Though Brazil and Argentina have economic struggles to surmount in 2016, Venezuela, 2015’s worst-performing economy, faces an even tougher outlook.  The countries expansive and mismanaged social programs, and rampant corruption, could only be sustained with oil at $120/ barrel or above; last week it hit $27/barrel.  Due to price controls there are widespread shortages of basic goods and inflation is estimated to be above 114 percent; the actual rate of inflation is unknown since official figures are not made public.  The IMF has said that unchecked inflation could rise to 720 percent in 2016. Consequently, it is unsurprising that President Maduro has an approval rating barely above 20 percent.  In the December parliamentary elections the opposition Democratic Unity Alliance (MUD) won two-thirds of the seats- something which has not occurred since 1999.  The new Parliament took its seats on January 15th and President Maduro has already begun stonewalling its attempts to pass legislation.

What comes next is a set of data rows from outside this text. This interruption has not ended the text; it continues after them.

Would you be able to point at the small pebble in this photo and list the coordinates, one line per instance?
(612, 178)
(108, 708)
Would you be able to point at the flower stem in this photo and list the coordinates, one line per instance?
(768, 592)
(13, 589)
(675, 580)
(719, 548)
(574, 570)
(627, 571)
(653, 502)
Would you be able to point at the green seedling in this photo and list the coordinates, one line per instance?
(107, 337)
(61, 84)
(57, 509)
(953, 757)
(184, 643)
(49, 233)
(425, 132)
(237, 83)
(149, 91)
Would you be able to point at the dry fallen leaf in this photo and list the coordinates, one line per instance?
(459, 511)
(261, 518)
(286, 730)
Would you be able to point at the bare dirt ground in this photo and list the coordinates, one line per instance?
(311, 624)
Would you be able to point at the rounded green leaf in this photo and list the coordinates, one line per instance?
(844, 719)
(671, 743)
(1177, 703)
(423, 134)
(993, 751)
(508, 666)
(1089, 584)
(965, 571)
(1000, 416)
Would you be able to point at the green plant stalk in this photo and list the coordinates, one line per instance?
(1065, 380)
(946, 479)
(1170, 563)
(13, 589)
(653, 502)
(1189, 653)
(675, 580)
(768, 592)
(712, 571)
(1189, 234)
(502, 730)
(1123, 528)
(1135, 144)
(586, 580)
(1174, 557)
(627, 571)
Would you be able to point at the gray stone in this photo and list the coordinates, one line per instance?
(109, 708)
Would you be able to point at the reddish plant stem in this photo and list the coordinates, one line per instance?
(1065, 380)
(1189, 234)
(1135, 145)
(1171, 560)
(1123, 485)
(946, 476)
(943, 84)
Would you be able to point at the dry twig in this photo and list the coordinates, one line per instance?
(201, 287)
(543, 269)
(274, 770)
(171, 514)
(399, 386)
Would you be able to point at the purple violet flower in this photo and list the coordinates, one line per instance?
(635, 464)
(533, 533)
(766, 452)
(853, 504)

The day after the Assembly started Maduro passed an “economic emergency” decree granting himself greater powers over Venezuela’s economy.  Unless the Parliament stands up to Maduro the economic situation will worsen before it improves. 


The Colombian peace process has led to cautious optimism.  Under President Juan Manuel Santos the nation has taken concrete steps to end the decades-long conflict with the Farc rebel group. In recent weeks both the government and Farc leaders have asked the UN for a mission to monitor the end of the conflict and subsequent ceasefire.  A final peace deal could be reached as early as March 2016 thereby ending the longest armed conflict in the Western Hemisphere.  This will be an exciting year in South America filled with electoral and economic drama, and hopefully the end of a war which has killed over 220,000 people and displaced over 5.7 million.  This should not be ignored, nor should the economic and political gains which have been made throughout the region since the “Lost Decade” of the 1980’s, regardless of the current climate.